…plus shoes, floors, roofing…

Typical products manufactured using recycled rubber fillers include insulation panels and rubber mats, flooring for sports halls, shoe soles, carpet backing materials...


Recycled rubber has to meet tough requirements to be suitable for the manufacture of high quality products. Industry requires powders with grain sizes of 100-600µm and with a very large specific surface area. Because of the chemical cross-linking produced by vulcanisation, recycled rubber can never have the same properties as ‘fresh’ raw materials, and is therefore effectively downgraded. In practice, this means that recycled rubber can only be used as a filler in new mixtures. So rubber is normally recycled by grinding to produce fine powders with a large specific surface area. Until now, that surface area could only be produced using ‘warm’ grinding processes whose yield of particles with grain sizes between 400 and 600µm was too low.

Since 1995, Mülsener Recycling of Mülsen St Jacob, Germany, has been operating a used tyre granulating plant. Every year, approximately 10,000 tons of used truck tyres and other industrial rubber waste are converted to powders and granulates of between 0.4 and 7mm. In 1996, the decision was taken to produce rubber powder for the manufacture of higher value products and a fine grinding stage was added. To produce grain sizes of 200-400µm cost-efficiently, this had to be a cryo-grinder.

Cryo-grinding

A Jäckering Ultra-Rotor VI model universal mill was fitted with Cryogen equipment from Messer. The granulate is embrittled by cooling to -150°C with liquid nitrogen, and is then ground to a fine powder using impact mills fitted with a recirculation system for cold nitrogen gas.

From the first trials a marked increase in the throughput and the yield of granulates with a grain size of below 500µm was observed: cryogrinding produces a readily pourable material with a high proportion of fine grain granulate. Yet, because of the relatively smooth fracture surfaces of the particles, they have a low specific surface area. The high mechanical stress in ambient temperature grinding without cooling produces a very uneven surface, but the proportion of fine granulates and the throughput are both low.

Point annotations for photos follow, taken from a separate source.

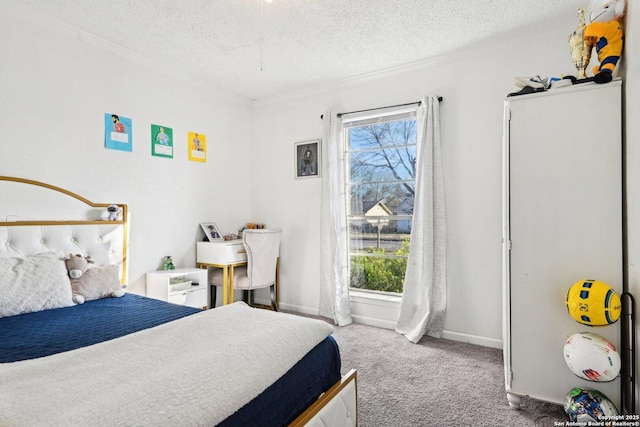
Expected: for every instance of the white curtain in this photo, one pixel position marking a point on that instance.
(334, 263)
(424, 297)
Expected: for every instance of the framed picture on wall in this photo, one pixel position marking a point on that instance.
(211, 231)
(307, 159)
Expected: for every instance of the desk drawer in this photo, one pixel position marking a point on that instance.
(228, 252)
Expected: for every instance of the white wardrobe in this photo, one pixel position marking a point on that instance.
(562, 222)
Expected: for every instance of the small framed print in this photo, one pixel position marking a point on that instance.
(211, 231)
(307, 159)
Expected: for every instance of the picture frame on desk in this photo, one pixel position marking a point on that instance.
(211, 232)
(307, 159)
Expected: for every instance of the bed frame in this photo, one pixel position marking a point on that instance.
(75, 225)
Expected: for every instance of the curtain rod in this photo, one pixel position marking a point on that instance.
(379, 108)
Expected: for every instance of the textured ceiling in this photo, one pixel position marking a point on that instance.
(257, 49)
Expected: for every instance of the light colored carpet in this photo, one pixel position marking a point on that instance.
(433, 383)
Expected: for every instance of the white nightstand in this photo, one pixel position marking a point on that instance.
(183, 286)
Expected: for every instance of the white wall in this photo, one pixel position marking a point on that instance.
(631, 85)
(55, 87)
(474, 83)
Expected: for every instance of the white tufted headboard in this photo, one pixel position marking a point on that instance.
(36, 217)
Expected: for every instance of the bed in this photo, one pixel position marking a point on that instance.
(133, 360)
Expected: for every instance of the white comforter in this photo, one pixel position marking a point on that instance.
(194, 371)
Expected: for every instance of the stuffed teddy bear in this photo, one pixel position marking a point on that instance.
(92, 282)
(605, 32)
(113, 212)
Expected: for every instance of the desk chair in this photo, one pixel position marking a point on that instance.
(263, 250)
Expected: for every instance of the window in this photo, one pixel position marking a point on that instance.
(380, 176)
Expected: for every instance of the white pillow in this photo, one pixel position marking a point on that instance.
(34, 283)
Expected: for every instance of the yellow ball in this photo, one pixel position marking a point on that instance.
(593, 303)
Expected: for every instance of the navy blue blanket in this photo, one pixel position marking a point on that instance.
(43, 333)
(39, 334)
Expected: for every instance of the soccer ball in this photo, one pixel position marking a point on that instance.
(593, 303)
(588, 405)
(591, 357)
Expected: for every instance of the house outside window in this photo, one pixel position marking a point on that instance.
(380, 176)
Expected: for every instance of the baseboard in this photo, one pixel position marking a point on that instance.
(472, 339)
(387, 324)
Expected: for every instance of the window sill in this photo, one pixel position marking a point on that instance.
(374, 298)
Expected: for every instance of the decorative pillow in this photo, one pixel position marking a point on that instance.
(33, 283)
(97, 282)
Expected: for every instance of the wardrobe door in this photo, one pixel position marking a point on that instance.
(564, 202)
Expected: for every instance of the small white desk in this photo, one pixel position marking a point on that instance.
(226, 255)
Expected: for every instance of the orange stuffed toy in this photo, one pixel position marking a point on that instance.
(605, 32)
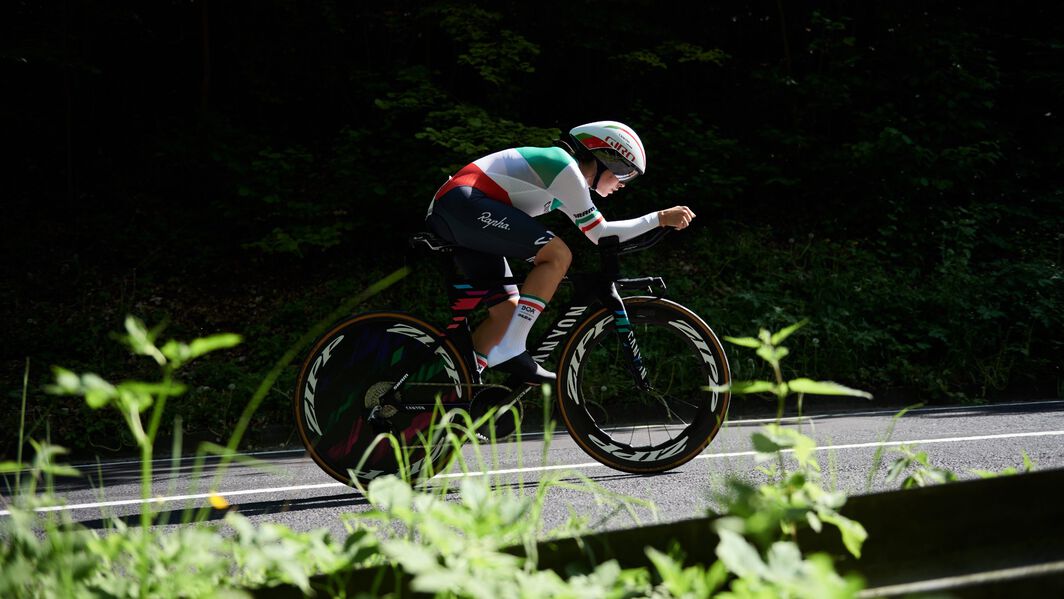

To exploit the strengths of both grinding technologies, the cooling and grinding stages were decoupled. A high yield of fine grain granulate was produced by embrittling the rubber granulate in a screw cooler before passing it through a specially adapted grinding mill. The output from the mill has a temperature of 15°C, a high proportion of fine grain granulate and a large specific surface area.